Fibrous, cartilaginous and synovial.
What characteristics define fibrous joints? Give two examples of a fibrous joint.
Fibrous joints function to ensure limited movement and ensure stability of the joint, they are between bones and such their structure is that of a ligament. They are made from dense fibrous connective tissue and an example is the cranial sutures or the distal tibofibula joint.
What characteristics define fibrous joints? Give two examples.
Cartilaginous joints allow for some movement and tend to serve special functions in various structures. They are made using primarily fibrocartilage and examples of this are the intervertebral discs as a structure or the pubic symphysis (joint at the anterior point of the pelvis which joins the two hip bones) as a joint.
What characteristics define synovial joints? Give two examples.
Allow free movement and found within most limb joints, uses hyaline cartilage and two examples of this are the elbow or the knee joint.
What important feature do synovial joints have which determines their range of movement at the joint?
Bone ends determine the range of motion at a joint (more bony congruence makes a joint more stable but tends to decrease range of movement).
What are the bone ends of synovial joints like?
the ends of both bones where they articulate and where they cross are coated in articular cartilage, the bone beneath this cartilage (subchondral bone) is smooth.
What are the capsular ligaments? Where are they most thick and tight? Where are they less thick and tight?
The capsular ligaments are made of dense fibrous connective tissue and act as a capsule (they don't, only help the capsule) which holds the bone together, it will be thicker and tighter where more support is needed and looser and less thick where movement is allowed.
What are the cavity and synovial membrane?
The cavity is empty space in the joint where there are no other structures, it provides a space for the bones to move into. The synovial membrane lines the inner surface of the capsule (capsular ligaments) and it acts to secrete synovial fluid, which provides lubrication of the joint.
What are intracapsular and cruciate ligaments?

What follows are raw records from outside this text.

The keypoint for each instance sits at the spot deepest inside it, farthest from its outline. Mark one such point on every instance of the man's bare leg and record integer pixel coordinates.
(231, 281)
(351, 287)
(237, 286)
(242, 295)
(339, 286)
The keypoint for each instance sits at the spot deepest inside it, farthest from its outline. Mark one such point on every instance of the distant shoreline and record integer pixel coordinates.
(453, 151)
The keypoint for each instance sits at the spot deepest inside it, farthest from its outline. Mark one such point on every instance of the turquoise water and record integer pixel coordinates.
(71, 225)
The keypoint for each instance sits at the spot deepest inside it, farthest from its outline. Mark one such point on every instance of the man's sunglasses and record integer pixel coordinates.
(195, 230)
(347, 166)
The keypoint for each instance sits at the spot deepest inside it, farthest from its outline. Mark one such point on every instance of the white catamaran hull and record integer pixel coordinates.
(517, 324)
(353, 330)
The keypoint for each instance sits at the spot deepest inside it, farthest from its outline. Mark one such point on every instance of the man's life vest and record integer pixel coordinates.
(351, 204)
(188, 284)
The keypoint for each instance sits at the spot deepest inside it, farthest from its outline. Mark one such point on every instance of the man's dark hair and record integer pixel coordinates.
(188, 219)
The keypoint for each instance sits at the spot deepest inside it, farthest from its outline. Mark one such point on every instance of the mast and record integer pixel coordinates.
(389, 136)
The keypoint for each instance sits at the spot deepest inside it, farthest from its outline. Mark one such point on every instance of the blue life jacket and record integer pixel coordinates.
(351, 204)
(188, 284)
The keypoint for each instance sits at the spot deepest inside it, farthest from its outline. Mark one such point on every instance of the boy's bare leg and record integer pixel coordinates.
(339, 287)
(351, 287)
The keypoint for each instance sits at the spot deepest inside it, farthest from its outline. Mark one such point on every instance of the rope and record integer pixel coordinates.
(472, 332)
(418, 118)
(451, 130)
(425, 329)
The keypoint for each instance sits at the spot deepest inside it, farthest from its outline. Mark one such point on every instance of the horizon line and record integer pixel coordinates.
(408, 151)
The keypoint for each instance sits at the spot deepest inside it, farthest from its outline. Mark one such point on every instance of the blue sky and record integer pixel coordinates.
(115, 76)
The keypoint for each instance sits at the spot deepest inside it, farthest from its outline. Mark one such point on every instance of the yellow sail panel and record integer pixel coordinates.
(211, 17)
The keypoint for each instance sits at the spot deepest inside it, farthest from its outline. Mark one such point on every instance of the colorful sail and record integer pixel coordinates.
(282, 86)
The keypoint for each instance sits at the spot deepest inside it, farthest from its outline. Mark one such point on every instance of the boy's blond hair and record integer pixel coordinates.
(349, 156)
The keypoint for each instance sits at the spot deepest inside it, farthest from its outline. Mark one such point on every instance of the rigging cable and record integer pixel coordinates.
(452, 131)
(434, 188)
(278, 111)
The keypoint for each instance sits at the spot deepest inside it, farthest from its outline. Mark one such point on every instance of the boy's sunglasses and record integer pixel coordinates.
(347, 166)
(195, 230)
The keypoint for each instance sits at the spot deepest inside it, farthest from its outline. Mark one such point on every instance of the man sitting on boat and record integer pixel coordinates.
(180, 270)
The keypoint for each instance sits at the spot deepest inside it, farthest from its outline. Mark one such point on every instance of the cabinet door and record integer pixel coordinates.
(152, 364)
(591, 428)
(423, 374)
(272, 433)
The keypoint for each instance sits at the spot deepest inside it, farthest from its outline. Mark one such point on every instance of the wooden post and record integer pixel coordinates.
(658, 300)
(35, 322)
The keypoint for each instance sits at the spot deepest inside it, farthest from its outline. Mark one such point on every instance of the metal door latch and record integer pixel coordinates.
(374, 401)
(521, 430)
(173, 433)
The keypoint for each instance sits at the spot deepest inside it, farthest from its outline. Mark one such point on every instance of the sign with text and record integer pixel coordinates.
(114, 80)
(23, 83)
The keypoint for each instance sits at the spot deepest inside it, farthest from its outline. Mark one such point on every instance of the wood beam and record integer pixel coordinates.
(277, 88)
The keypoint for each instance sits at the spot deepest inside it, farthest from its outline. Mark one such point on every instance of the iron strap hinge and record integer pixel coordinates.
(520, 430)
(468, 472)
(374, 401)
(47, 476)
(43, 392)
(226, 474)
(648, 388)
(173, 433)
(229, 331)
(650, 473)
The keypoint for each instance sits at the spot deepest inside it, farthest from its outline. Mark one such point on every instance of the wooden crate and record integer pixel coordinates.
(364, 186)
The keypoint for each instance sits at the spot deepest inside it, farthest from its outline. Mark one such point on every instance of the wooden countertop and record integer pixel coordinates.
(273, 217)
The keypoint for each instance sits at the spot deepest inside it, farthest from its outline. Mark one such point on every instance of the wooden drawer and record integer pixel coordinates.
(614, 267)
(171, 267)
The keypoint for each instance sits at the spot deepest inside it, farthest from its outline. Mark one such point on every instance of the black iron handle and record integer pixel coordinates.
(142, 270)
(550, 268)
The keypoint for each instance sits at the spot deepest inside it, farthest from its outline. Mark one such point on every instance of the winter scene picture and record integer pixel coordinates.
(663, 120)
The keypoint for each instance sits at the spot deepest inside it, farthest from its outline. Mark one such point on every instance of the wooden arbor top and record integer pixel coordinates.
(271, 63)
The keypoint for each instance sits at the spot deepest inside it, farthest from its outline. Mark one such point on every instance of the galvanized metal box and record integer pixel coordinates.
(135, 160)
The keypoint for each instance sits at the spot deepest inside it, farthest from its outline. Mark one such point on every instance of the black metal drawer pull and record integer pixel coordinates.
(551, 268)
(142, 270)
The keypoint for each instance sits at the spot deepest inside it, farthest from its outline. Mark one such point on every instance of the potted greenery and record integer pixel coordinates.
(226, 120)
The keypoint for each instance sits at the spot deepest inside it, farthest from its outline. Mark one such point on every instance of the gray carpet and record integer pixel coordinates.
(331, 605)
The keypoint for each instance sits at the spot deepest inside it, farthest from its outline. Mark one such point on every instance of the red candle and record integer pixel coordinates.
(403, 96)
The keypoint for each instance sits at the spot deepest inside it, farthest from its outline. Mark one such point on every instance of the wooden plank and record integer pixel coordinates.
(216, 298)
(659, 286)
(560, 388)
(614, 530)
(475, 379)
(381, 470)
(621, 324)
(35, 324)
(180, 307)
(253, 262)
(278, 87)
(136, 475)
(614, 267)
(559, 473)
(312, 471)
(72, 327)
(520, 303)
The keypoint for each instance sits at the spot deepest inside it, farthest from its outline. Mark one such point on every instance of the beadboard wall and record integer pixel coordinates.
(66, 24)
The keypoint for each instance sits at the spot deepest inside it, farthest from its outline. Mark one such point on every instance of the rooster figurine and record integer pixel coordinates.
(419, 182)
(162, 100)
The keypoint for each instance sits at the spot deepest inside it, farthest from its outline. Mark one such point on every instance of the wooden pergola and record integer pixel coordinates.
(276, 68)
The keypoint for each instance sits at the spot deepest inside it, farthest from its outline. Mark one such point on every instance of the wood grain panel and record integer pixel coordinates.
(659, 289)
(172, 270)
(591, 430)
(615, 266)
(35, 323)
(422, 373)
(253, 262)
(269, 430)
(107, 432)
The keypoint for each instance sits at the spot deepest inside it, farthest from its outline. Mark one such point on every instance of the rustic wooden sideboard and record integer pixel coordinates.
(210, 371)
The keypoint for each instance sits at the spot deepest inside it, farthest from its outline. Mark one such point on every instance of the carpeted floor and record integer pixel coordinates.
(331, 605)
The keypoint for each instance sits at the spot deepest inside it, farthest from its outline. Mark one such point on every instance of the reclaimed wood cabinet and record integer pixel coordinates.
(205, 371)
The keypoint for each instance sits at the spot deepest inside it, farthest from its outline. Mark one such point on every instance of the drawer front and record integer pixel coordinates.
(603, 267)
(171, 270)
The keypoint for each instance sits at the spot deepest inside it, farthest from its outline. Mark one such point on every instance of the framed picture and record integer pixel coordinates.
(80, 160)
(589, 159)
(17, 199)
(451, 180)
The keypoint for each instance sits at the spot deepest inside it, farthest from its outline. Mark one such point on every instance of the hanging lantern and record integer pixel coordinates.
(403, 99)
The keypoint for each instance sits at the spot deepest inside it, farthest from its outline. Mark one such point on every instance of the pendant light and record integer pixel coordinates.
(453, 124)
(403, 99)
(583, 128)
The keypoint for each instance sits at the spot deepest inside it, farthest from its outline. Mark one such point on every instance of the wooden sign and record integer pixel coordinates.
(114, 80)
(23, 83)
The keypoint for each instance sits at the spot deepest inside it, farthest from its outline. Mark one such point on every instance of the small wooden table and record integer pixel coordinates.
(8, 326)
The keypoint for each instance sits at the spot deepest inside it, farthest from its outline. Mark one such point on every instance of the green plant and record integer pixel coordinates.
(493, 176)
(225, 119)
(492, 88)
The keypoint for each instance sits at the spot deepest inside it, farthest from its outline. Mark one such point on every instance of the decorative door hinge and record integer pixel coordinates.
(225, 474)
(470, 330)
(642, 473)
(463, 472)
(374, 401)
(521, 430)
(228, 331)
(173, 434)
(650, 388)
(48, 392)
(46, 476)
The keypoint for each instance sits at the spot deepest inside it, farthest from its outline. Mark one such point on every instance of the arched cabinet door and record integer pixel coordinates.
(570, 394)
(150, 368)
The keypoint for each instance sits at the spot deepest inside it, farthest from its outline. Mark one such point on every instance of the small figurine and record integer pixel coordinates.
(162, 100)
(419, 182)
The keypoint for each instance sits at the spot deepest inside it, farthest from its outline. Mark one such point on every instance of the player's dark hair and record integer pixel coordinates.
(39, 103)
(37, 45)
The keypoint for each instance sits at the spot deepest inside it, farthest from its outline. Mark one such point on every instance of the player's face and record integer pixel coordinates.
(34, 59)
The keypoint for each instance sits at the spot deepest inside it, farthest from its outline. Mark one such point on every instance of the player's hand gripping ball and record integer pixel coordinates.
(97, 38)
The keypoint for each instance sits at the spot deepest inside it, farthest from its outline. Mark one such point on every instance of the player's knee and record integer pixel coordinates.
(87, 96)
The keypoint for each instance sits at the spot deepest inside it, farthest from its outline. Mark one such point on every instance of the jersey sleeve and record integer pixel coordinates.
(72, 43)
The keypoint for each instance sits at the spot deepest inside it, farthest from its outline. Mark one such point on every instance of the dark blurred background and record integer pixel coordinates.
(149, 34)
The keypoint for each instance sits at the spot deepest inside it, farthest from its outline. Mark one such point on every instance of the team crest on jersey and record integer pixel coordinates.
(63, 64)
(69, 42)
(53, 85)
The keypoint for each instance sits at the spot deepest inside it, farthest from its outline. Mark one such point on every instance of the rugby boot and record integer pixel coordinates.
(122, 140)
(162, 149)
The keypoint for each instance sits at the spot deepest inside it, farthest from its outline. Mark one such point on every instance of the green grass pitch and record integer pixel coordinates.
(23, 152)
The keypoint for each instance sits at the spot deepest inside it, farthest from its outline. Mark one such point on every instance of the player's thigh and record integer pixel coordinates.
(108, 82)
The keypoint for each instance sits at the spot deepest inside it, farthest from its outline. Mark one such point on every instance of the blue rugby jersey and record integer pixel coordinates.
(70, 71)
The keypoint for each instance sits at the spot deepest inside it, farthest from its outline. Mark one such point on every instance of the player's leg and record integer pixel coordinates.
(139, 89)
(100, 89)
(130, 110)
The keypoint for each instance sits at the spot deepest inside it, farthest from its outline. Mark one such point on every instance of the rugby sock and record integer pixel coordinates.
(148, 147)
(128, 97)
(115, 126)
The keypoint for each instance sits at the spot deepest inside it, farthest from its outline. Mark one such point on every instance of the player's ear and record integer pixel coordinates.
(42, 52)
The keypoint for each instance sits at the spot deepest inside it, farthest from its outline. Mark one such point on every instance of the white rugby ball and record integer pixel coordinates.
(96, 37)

Intracapsular ligaments are ligaments found inside the joint, cruciate ligaments are ones which cross.
What kind of ligaments are in the knee? What do they act to do?
The knee has capsular ligaments, in the knee these are known as collateral ligaments, the medial one restricts abduction while the lateral one restricts adduction. It also possesses intracapsular cruciate ligaments which arise from the tibia and insert into the femurs, the anterior cruciate restricts posterior displacement of the femur and the posterior cruciate restricts anterior displacement of the femur.